Jet Airways Ltd, India's top private carrier, said on Wednesday that it has no plans to cut jobs in drive to save costs and instead look to non-payroll areas to streamline operations. The Jet Airways clarified following reports by a section of the media that the company was considering cutting up to 10 percent of its workforce.
In view of spiralling operational costs and increase in fuel prices, Jet Airways is continually looking at several non-payroll areas at cutting costs, the firm said in an e-mail response to Reuters.

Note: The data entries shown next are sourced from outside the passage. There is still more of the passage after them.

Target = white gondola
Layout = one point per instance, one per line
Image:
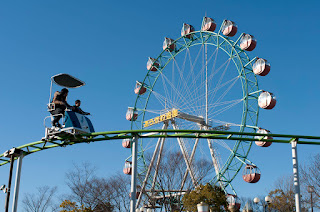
(248, 42)
(168, 45)
(139, 88)
(152, 65)
(229, 28)
(264, 136)
(267, 100)
(186, 30)
(73, 123)
(208, 24)
(261, 67)
(131, 114)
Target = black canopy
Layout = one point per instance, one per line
(66, 80)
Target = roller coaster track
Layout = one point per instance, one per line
(67, 139)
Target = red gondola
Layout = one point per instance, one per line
(251, 174)
(168, 45)
(127, 169)
(248, 42)
(233, 202)
(131, 114)
(229, 28)
(208, 24)
(139, 89)
(261, 67)
(138, 192)
(186, 30)
(152, 65)
(263, 143)
(126, 143)
(267, 100)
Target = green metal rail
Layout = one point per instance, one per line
(114, 135)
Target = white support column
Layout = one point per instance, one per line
(17, 184)
(134, 175)
(296, 174)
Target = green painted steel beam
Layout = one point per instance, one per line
(122, 134)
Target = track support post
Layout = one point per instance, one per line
(294, 142)
(133, 190)
(17, 184)
(9, 183)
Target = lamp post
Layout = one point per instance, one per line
(311, 190)
(265, 205)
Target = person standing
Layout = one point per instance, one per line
(60, 103)
(76, 108)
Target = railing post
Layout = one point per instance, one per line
(9, 183)
(17, 184)
(296, 174)
(134, 175)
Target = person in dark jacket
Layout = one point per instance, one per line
(60, 105)
(76, 108)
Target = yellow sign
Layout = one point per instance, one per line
(163, 117)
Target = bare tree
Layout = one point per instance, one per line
(99, 194)
(283, 195)
(170, 176)
(310, 176)
(120, 188)
(78, 182)
(41, 201)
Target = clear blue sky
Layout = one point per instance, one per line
(106, 44)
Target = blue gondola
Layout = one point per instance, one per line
(73, 123)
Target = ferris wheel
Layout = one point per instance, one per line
(204, 80)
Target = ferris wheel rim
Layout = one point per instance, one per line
(238, 51)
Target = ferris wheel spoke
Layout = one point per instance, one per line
(184, 85)
(191, 159)
(184, 153)
(224, 94)
(178, 93)
(224, 109)
(220, 80)
(209, 93)
(165, 126)
(154, 180)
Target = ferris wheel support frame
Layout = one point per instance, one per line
(37, 146)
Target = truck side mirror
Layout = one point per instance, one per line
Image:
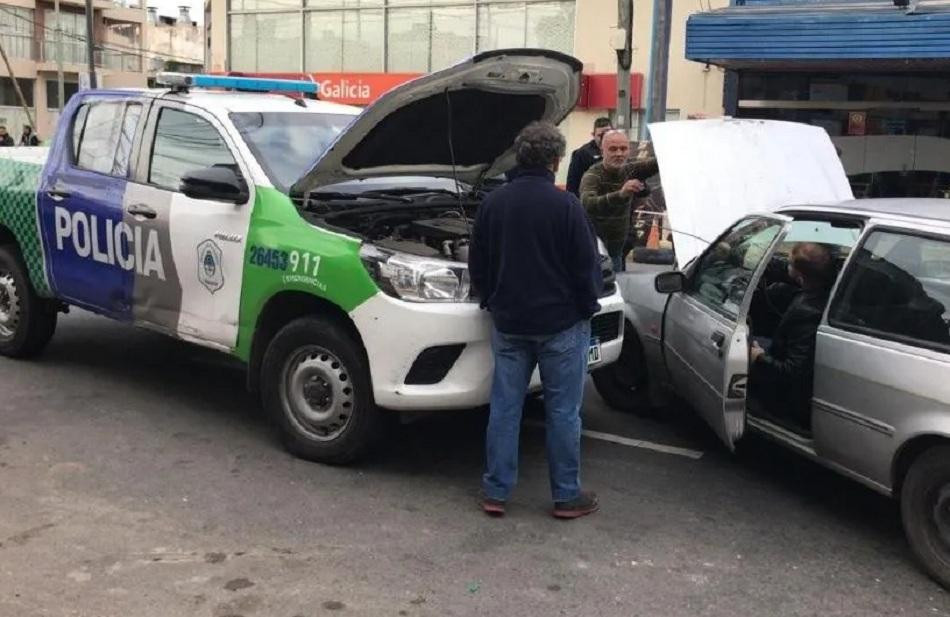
(217, 183)
(669, 282)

Jet, which will report quarterly results on Friday, said in a statement that it sought to bring down costs through all possible measures but without bringing down its workforce.
Jet did not elaborate on the cost cutting initiatives, but has in the past said it plans to sell and lease back aircraft as well as cut interest costs by converting rupee loans into dollar debt.
Despite domestic passenger traffic growing at close to 19 percent in the first eight months of the year, most Indian carriers are loss-making and burdened with high debt incurred to finance expensive aircraft acquisitions.
The Centre for Asia Pacific Aviation (CAPA) has forecast a record $2.5-$3 billion loss for Indian airlines for the year ending March 2012, with state-run Air India alone likely to account for more than half of it.
Jet's rival Kingfisher Airlines, which has sought lenders' help to ease its debt burden, on Tuesday said it has cancelled or clubbed flights across some routes where demand has been slow.
Jet Airways shares, valued at $471.8 million, were trading up 1.5 percent at 271.5 rupees in a choppy Mumbai market. The stock has lost 65 percent of its value so far in 2011, compared with a 14.3 percent fall in the larger index.